В дороге, чтобы не сделаться жертвой буйствующих солдат, он вынужден был выдавать себя за матроса, матерщинить, ходить в потрепанной солдатской шинели с оторванным хлястиком.
Это были страшные дни в жизни Ивлева. На его глазах подвергались дикому разгрому попутные станции, растаскивались склады с военным имуществом и поезда, в городах — магазины и лавки. В полях полыхали помещичьи усадьбы. Почти на каждой станции и каждом полустанке над офицерами учинялись жестокие расправы. Стихия анархии захлестнула, казалось ему, всю страну, и у поручика в конце концов сложилось убеждение, что если сейчас же со всей решительностью не взяться за оружие, не встать на защиту правопорядка и остатков государственности, то никто уже не спасет Россию, все будет попрано и уничтожено.
Прошло более месяца со дня возникновения канцелярии Алексеева, но охотников воевать с большевиками было еще ничтожно мало.
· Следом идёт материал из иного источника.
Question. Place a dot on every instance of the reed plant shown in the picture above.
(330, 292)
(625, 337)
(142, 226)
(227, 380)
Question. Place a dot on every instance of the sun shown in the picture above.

К тому же для создания новой сколько-нибудь серьезной армии требовались значительные средства, а их не удавалось получить ни из Петрограда, ни из Москвы, ни из Киева.
Два раза в сутки в Новочеркасск приходил со стороны Москвы пассажирский поезд, переполненный беженцами — помещиками средней полосы, столичными фабрикантами и заводчиками, но офицеров среди них почти не было.
Донские казаки, призванные Калединым, за исключением нескольких сотен, разбрелись по станицам, хуторам, и напрасно к ним взывали из Новочеркасска.
Солдатские и матросские эшелоны надвигались на Ростов, Таганрог, угрожали Новочеркасску. Еще первые добровольческие части не оперились, а уже нужно было посылать их на станции Миллерово, Батайск и Торговую. В частых и горячих перестрелках с красногвардейскими отрядами они быстро таяли, и атаман Каледин, не находя должной поддержки со стороны донских казаков, обращался за помощью к местным гимназистам, реалистам, кадетам, которых донской офицер Чернецов организовал в боевой отряд.
Мальчики… Только они, не знающие, что такое война, и мечтающие о подвигах, еще охотно брались за оружие и отправлялись со своим молодым командиром Чернецовым в холодных товарных вагонах на дальние участки обороны. И почти каждый день с колокольни пятиглавого войскового собора раздавался звон похоронного колокола.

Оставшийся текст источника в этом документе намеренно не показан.